Последнее интервью Андрея Макаревича. Аминь?
Надо сказать, что иная кандидатура в качестве бенефицианта для первого в новом веке и новом тысячелетии выпуска “ЗД”, кроме г-на Макаревича, даже в голову не приходила. Все-таки “Машина времени” – не просто рок-механизм, бесперебойно и, главное, продуктивно работающий 30 лет кряду, а самый настоящий гиперсимвол эпохи, которую мы проводили восвояси три недели назад.

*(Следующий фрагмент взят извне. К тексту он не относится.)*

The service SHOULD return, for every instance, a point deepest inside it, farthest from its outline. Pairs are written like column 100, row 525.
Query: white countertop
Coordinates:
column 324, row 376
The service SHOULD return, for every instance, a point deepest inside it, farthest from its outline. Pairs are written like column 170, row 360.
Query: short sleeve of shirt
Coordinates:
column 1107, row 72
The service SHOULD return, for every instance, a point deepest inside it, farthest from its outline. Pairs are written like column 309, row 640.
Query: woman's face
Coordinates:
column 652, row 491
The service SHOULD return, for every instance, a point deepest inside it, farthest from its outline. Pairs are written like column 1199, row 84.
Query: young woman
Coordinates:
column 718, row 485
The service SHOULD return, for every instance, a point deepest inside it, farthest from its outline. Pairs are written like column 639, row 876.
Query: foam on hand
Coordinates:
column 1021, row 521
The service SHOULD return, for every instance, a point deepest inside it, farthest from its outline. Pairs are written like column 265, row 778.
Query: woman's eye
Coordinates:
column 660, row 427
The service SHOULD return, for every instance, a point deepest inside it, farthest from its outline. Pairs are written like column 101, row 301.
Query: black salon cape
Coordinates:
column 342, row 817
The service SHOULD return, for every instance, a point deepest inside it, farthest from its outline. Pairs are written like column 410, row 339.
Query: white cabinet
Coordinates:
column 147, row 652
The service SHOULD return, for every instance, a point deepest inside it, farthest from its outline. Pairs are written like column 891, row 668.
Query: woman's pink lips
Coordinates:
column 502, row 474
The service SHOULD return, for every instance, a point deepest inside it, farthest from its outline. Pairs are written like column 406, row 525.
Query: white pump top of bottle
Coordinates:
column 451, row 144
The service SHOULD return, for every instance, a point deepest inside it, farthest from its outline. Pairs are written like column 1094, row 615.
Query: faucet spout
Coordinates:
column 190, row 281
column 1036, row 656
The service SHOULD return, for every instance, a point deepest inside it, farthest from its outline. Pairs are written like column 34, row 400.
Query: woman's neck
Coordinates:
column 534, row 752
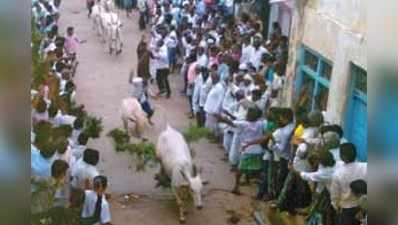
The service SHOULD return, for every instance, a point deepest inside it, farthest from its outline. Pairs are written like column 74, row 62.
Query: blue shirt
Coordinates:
column 40, row 166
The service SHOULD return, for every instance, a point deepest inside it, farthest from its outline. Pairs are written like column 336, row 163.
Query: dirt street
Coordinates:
column 102, row 82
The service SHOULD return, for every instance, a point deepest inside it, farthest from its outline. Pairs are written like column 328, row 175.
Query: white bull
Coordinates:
column 98, row 9
column 175, row 158
column 114, row 33
column 131, row 111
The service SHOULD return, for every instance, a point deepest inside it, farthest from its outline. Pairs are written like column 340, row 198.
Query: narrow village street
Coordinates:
column 269, row 96
column 102, row 82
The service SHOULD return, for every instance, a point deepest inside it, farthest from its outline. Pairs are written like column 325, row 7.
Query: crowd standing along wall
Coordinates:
column 336, row 31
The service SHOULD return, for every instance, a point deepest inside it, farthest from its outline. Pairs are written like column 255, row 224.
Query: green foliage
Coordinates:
column 143, row 152
column 93, row 126
column 120, row 138
column 194, row 133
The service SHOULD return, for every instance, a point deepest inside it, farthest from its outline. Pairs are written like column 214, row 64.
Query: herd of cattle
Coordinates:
column 107, row 25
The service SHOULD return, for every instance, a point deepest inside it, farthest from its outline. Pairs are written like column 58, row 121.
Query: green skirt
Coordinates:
column 251, row 162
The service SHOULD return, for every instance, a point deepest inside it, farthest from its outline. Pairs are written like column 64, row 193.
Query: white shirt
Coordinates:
column 78, row 150
column 82, row 171
column 161, row 56
column 281, row 140
column 89, row 207
column 340, row 191
column 63, row 119
column 256, row 56
column 247, row 51
column 200, row 92
column 214, row 99
column 277, row 83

- Надо сказать, что ты со свойственным тебе везением очень удачно ко мне попал, - не дожидаясь положенного по протоколу первого вопроса от журналиста, начал Андрей Макаревич, — потому что с нового года я собираюсь прекратить общение с прессой и должен был об этом как-то заявить. "МК" - очень удобная трибуна, поскольку, как ни верти, а газета одна из самых читаемых. Вот эта стабильность меня заставляет снять шляпу. Если нам понадобится какую-то информацию сообщить человечеству, то журналисты будут отныне это делать через пресс-агента, которого мы заведем. На мой взгляд, с журналистикой происходит что-то страшное. Пришло какое-то новое поколение невероятно безграмотных и удивительно самонадеянных людей, которые считают, что то, чем они занимаются, вот это журналистика и есть. Разубеждать каждого из них в отдельности у меня нет ни сил, ни времени, ни желания. Поэтому если они хотят писать всякую херню, то пусть это делают без нашего участия. Даже если это по нашему поводу.
- Спасибо, конечно, за лестности в наш адрес. Но все-таки как верный
солдат журналистического сословия, ползавший пару раз под большевистскими
пулями, не могу не заметить, что ругать прессу — любимейшее занятие заскорузлых
политиканов. Все беды страны они на прессу свалили. И ты туда же? Ушам
своим не верю...
- Ни в коем разе. Я не виню прессу во всем. Я виню ее только в том,
что она деградирует на глазах, а другой прессы у нас, к сожалению, нет.
Еще недавно все четко разделялось — желтая пресса и не желтая, а сейчас
эта граница стала практически неразличимой.
- Сия драматизация представляется немного чрезмерной, но, видимо,
какая-то капля переполнила чашу твоего великотерпения. Поделишься?
- Ну, несколько штук. В одной газете, например, выходит интервью с
известным рок-энциклопедистом Артемием Троицким под названием "Опостылевшие
юбилеи". Мысль заключается в том, что рок-музыка деградировала окончательно,
и у престарелых музыкантов последняя попытка чем-то привлечь зрителя -
это придумать себе всякие дни рождения, потому что на них просто так уже
никто не пойдет. А если есть что интересное нашей рок-музыке сегодня, так
это Дельфин.
Мало того что Артемий Троицкий, который был, в общем, моим старым товарищем,
ни слова не казал про "Машину Времени", но газета помещает над статьей,
где о нас ни слова, нашу большую фотографию, и автоматом каждое слово проецируется
прямо на эту картинку. После этого они присылают в день концерта ко мне
мальчика-журналиста, чтобы я как бы высказал свою точку зрения. Мальчик
посылается с советом взять еще одно интервью у Артемия Троицкого. И вот
таких штук было несколько. Ну с какого хера, собственно говоря? Это жутко
обидно.
- Хотелось бы этой встречей обозначить на стыке эпох знаковые рубежи
нашей рок-истории, к которым "Машина Времени" имеет самое прямое отношение.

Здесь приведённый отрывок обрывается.